Of course, what also set Courage the Cowardly Dog distinctly apart from other animated cartoons is its gorgeously grotesque yet appropriate art style, influenced by the show’s creator John R. Dilworth’s. Courage the Cowardly Dog dabbled in more than 2-D, yes, various mediums, such as intentionally low-tech computer generated imagery (CGI), unanticipated claymation, stochastic movie clips, and humorous live-action stuff were ingeniously thrown in. I’d drool over the animation in unceasing awe every time an episode played on television, thanks to its rad unnatural visuals.

Ultimately, Courage the Cowardly Dog was a dark laugh out loud controversial nuanced abnormality when compared with other children’s cartoons between 1999 and 2002. Thirteen years since it finished, the animated show remains close to my dear heart. I’m twenty-nine now and the memory of Courage’s horrifying and facetious misadventures hasn’t waned in the slightest.

Along with the aforementioned Katz Motel episode “Robot Randy”, “The Magical Tree of Nowhere”, “The Hunchback of Nowhere”, “Heads of Beef”, “Katz Kandy”, “The Mask”, “Perfect”, “Everyone Wants to Direct”, “Night of the Weremole”, “Feast of the Bullfrogs”, “Freaky Fred”, “Nowhere TV”, “The Revenge of the Chicken From Outer Space”, “The Sand Whale Strikes”, “The Tower of Dr. Zalost”, “Human Habitrail”, “Farmer-Hunter, Farmer-Hunted”, “The Curse of Shirley”, “Family Business”, “Serpent of Evil River”, “Last of the Starmakers”, “Remembrance of Courage Past”, “The Nutcracker”, and "Curtain of Cruelty" are some of my favorites. 

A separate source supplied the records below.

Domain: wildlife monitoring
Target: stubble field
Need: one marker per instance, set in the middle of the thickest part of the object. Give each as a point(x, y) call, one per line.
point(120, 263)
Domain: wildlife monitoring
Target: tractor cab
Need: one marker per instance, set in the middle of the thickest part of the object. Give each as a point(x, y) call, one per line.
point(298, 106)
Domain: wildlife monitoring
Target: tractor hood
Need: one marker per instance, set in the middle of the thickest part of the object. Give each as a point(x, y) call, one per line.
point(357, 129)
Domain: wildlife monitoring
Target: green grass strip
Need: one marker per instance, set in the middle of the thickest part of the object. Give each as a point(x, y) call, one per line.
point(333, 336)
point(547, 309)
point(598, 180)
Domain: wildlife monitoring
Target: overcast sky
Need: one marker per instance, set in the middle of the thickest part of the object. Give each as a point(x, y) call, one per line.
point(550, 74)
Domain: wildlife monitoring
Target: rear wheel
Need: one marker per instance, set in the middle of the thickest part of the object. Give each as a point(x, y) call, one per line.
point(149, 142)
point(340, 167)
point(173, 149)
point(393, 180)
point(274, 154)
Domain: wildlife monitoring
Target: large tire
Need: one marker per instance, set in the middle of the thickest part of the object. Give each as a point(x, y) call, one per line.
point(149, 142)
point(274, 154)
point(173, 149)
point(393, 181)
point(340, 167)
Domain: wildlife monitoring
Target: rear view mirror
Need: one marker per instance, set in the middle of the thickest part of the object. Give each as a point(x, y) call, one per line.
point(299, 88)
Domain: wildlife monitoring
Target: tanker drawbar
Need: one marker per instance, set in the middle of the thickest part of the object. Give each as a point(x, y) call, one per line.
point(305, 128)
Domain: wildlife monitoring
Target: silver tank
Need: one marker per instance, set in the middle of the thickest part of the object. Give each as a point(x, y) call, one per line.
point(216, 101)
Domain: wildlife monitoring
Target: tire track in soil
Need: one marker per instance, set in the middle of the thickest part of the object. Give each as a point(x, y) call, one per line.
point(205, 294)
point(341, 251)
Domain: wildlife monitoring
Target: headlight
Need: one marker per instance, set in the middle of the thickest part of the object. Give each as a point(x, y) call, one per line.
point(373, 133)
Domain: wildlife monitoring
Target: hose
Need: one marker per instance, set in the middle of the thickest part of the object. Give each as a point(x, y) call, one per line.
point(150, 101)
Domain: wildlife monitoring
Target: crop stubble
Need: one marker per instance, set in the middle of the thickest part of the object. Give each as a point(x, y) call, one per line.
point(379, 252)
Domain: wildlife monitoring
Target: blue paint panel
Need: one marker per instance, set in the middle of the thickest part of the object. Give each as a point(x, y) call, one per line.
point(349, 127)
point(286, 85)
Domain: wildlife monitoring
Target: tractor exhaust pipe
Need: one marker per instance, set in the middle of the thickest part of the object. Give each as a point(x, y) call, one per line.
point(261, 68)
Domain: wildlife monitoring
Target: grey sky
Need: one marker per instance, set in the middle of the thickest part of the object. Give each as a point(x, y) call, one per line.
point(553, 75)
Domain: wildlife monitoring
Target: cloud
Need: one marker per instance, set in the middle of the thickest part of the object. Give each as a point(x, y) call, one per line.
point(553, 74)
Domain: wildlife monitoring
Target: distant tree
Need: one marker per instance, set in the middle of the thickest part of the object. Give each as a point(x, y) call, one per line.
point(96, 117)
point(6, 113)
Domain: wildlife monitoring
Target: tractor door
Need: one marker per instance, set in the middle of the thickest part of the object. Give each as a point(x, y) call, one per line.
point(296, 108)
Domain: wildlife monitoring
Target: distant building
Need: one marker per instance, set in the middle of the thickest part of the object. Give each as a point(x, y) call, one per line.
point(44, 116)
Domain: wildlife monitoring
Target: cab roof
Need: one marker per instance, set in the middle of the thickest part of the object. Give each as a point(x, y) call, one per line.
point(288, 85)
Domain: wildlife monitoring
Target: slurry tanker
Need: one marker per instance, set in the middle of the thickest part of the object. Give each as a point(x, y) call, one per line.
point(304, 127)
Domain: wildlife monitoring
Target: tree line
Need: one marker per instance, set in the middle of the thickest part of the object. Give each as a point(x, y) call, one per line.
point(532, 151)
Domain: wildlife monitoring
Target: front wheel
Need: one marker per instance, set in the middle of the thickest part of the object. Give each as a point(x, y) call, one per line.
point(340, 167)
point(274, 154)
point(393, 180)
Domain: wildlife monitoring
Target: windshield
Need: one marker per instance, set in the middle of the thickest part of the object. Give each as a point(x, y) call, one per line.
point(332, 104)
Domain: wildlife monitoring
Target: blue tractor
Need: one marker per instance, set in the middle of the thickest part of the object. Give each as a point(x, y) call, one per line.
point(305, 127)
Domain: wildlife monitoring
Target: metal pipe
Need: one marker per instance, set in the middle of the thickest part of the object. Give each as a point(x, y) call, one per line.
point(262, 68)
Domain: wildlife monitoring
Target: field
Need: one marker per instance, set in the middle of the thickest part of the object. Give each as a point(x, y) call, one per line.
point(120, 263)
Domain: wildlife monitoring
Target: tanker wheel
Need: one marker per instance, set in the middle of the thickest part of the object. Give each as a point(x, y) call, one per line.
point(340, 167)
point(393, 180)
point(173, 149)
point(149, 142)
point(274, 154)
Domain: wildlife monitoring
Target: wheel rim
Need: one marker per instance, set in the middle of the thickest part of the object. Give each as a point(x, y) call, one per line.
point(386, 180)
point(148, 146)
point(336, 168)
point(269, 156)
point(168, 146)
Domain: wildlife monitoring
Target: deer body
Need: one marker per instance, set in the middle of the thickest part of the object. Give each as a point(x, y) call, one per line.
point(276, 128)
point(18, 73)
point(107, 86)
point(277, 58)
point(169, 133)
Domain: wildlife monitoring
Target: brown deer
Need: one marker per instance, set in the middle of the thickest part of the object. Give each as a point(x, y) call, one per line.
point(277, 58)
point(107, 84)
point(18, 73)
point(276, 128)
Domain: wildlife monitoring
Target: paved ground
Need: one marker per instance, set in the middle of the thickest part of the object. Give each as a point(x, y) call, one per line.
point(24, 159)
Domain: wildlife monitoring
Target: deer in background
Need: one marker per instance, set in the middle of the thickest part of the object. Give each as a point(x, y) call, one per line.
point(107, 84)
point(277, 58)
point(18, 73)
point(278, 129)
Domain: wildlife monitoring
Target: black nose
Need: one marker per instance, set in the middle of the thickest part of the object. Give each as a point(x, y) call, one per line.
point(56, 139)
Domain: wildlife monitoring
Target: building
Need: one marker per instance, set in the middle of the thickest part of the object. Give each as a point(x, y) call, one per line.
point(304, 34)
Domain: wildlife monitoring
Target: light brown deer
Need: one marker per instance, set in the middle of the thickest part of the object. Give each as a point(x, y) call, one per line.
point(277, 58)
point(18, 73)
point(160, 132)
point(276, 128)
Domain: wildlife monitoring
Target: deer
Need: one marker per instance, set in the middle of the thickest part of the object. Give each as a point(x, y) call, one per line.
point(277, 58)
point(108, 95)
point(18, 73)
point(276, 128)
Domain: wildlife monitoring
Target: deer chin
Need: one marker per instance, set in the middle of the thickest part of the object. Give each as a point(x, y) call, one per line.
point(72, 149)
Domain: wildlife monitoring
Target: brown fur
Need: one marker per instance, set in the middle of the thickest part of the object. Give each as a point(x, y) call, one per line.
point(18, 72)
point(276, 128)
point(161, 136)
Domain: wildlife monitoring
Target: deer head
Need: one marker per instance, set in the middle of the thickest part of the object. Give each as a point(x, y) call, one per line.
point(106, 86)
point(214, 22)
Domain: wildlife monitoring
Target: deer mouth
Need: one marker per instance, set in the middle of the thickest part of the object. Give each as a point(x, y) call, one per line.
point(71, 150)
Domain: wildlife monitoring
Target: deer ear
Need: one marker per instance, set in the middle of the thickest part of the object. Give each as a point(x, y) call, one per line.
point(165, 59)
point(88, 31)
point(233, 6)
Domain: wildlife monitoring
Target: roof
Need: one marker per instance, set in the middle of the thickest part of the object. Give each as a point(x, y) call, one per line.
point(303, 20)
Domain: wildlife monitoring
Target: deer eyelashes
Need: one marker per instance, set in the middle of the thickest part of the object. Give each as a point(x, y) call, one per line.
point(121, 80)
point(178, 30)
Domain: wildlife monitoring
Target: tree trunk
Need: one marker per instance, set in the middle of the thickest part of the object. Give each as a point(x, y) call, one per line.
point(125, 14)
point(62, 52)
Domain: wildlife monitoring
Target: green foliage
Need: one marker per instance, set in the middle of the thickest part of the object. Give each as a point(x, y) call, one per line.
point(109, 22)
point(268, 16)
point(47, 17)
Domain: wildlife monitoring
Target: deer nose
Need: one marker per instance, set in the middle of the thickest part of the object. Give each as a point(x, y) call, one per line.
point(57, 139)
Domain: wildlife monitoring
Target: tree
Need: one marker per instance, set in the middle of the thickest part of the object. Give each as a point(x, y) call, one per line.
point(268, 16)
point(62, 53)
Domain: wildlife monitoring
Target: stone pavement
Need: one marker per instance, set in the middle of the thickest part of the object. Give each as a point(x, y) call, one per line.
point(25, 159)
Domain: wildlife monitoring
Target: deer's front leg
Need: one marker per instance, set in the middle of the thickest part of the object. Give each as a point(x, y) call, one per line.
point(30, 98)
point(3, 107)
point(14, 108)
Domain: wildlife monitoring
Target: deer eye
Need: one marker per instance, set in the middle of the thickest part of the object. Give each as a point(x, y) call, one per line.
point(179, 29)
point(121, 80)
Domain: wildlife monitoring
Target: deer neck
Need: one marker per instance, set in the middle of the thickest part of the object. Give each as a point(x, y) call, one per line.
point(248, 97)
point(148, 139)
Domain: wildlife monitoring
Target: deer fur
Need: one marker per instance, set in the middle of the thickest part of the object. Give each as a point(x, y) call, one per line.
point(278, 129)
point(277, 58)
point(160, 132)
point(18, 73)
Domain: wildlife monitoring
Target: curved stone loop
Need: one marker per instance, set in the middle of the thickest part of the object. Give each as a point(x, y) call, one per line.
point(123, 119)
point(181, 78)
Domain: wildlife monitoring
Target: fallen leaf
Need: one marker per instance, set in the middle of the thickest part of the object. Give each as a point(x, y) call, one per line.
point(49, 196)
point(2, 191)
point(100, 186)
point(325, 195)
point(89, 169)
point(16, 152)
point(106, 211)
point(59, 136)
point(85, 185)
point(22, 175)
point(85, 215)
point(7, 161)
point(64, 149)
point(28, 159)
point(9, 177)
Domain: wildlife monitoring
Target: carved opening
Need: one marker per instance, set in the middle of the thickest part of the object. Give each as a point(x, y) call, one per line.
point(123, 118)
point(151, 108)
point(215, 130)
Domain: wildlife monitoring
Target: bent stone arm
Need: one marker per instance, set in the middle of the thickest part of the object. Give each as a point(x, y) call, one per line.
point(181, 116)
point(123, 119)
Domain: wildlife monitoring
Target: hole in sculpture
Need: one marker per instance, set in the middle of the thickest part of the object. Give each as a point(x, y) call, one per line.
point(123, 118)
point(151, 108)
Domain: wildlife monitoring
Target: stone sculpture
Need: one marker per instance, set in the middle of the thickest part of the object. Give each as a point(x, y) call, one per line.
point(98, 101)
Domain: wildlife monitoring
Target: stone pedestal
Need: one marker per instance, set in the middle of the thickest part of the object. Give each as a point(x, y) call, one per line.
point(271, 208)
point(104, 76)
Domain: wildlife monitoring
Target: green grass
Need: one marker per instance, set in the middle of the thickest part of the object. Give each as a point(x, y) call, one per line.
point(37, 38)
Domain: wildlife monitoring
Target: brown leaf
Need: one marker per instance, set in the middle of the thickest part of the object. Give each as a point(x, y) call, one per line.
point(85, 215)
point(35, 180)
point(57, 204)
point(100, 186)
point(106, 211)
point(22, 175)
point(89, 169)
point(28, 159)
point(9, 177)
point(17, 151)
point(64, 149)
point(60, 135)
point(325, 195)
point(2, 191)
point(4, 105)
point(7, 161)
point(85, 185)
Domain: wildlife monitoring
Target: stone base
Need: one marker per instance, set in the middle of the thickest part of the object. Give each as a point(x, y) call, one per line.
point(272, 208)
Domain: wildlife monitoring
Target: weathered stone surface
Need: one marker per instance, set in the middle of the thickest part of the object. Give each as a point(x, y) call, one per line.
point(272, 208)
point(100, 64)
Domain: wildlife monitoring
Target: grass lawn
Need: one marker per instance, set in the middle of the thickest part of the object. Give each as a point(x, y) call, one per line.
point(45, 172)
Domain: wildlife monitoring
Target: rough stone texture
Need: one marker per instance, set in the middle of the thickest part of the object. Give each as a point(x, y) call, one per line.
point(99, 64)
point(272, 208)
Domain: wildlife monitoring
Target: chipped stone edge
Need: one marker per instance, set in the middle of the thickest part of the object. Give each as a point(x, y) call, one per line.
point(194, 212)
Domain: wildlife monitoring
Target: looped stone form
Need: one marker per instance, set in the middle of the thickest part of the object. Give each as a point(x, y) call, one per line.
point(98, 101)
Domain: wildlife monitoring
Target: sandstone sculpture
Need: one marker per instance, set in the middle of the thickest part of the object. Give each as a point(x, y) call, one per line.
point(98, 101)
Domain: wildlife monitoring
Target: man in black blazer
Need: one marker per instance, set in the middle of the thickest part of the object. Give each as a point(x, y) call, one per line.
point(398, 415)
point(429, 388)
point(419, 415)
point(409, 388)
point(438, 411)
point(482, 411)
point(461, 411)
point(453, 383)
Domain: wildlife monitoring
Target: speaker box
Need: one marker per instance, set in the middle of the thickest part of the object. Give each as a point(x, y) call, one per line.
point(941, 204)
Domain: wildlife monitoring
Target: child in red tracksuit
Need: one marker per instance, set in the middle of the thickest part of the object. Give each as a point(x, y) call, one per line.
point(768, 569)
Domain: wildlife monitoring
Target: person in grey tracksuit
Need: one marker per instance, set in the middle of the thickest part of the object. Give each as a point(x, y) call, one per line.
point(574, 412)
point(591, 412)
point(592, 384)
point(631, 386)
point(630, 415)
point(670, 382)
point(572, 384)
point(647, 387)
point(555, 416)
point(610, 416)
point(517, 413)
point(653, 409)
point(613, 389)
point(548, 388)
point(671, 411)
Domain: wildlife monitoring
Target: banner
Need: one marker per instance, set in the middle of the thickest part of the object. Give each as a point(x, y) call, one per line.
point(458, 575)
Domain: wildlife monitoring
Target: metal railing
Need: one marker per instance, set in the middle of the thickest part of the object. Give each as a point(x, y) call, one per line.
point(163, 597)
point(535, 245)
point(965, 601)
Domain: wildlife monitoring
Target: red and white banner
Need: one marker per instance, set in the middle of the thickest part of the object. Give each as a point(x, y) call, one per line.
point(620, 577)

Special thanks towards the animation’s voice actors: Marty Grabstein (Courage), Lionel G. Wilson (original voice of Eustace: seasons 1-2 and half of season 3), Arthur Anderson (Eustace: second half of season 3 and all of season 4), Thea White (Muriel), Billie Lou Watt (Ma Bagge), Paul Schoeffler (Dr. Vindaloo, Katz, Le Quack, Freaky Fred, The Snowman), Mary Testa (Shirley), Tim Chi Ly (Di Lung), Fred Melamed (The Magical Tree of Nowhere, The Spirt of the Harvest Moon), Peter Fernandez (Benton Tarantella, Robot Randy), and Ringo Starr (The Duck Brothers). Also, applause for the cartoon’s writers, artists, colorists, animators, composers, Stretch Films, Inc., and creator John R. Dilworth. And whoever else made Courage the Cowardly Dog what it is!